ビルトインのクッキングヒーターとカウンターの間に隙間があり、汚れが詰まって不衛生になる。ここは不乾性パテ(ネオシールB-3)で埋めておくと掃除が楽になる。
金属たわし厳禁。カウンターや排水口の表面に傷をつけると汚れが傷の中に入って雑菌が繁殖するようになる。
傷を付けないように、傷が付いたら滑らかに補修するよう心がけることが、天板を長持ちさせるコツ。
パネルの色
我が家のシステムキッチン(ヤマハ ベリー06秋モデル)。
パネルの色はいろいろ選べるが、ホワイト、ブラウン、ダークブラウンなどのごく一般的な色にしておく。それ以外の特殊な色や模様を「わあーこれステキ」などと思って選ぶと周辺のキッチンラックや収納、冷蔵庫の扉などと色が合わなくなる。

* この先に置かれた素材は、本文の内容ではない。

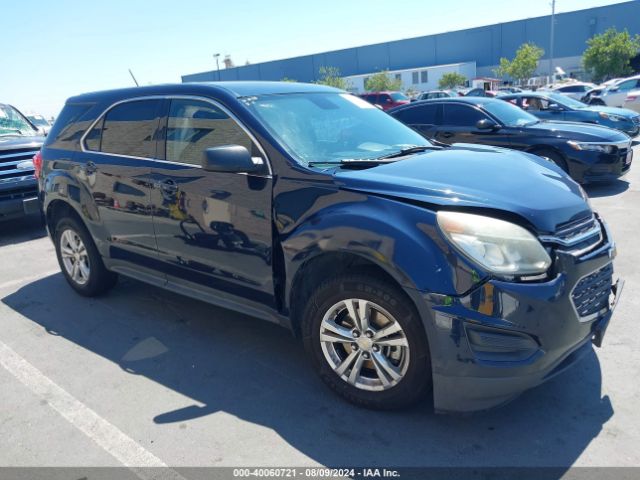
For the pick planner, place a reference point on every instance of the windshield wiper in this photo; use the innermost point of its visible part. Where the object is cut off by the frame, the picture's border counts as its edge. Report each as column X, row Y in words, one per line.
column 409, row 151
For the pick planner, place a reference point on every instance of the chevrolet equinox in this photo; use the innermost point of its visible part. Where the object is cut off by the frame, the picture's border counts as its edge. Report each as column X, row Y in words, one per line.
column 471, row 272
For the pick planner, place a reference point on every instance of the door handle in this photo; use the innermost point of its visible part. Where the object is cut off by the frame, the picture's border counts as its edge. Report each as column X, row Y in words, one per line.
column 90, row 168
column 167, row 185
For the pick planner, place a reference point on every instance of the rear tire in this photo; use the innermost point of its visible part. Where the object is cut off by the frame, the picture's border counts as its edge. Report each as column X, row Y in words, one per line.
column 381, row 360
column 79, row 259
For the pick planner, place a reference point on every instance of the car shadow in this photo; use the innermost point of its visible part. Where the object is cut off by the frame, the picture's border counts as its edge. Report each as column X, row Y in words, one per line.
column 21, row 230
column 596, row 190
column 256, row 371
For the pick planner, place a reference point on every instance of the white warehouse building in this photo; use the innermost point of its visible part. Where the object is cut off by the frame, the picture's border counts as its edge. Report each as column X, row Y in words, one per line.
column 421, row 79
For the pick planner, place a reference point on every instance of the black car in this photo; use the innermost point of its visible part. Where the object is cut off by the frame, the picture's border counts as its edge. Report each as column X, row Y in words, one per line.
column 555, row 107
column 402, row 266
column 19, row 142
column 589, row 153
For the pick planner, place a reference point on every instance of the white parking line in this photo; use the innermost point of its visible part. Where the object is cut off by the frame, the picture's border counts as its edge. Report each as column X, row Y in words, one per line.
column 122, row 447
column 20, row 281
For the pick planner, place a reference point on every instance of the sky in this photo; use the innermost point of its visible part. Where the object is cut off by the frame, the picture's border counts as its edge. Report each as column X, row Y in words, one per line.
column 54, row 50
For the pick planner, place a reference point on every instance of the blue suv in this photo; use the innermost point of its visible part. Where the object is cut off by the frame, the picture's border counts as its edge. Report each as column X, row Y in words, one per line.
column 470, row 272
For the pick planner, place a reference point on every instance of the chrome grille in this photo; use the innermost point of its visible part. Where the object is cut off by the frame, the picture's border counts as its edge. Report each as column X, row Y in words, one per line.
column 590, row 296
column 11, row 159
column 576, row 237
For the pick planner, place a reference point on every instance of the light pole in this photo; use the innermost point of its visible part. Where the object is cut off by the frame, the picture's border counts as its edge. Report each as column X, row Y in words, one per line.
column 217, row 56
column 551, row 40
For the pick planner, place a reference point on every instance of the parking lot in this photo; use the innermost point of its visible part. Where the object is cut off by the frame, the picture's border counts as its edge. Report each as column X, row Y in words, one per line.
column 145, row 377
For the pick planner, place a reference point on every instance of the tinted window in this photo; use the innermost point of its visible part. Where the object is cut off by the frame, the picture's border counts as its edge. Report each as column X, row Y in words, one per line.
column 461, row 115
column 535, row 103
column 129, row 129
column 69, row 127
column 193, row 126
column 418, row 115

手前に写ってる食洗器はいずれ交換になるが、このとき問題になるのが「パネル面材」。食洗器を買い替えると同じ面材が流用できない場合が多い。この場合システムキッチンのメーカーから取り寄せることになるが、5年過ぎると廃番になってしまうことが多い。すると、食洗器のところだけ色違いになり、見た目にこだわったことが裏目に出る。
ほとんどの人は、パネルを選ぶときそこまで考えない。パネルは一般的な色、長年作られている色を調べて、その中から選ぶことが重要。
タオル掛けの問題
実用上の問題にタオル掛けがある。シンクの下に引出しがあるタイプでは、タオルが引出し開閉の邪魔になりやすい。仕方なくシンク下の引出し取っ手に付けている。このあたりをどう解決しているか、よく観察することが大事(最近の商品はこの点改良されている)。
引出し
ショールームでは引出しの底や裏側の見えないところをよく見る。
引出しの内側。油や調味料などを入れる引出しの底板は耐水仕様でなければならない。でないと、酒や醤油など塩分の入ったものをこぼすと一発でダメになる。100均のトレイや新聞紙も上手に併用したい。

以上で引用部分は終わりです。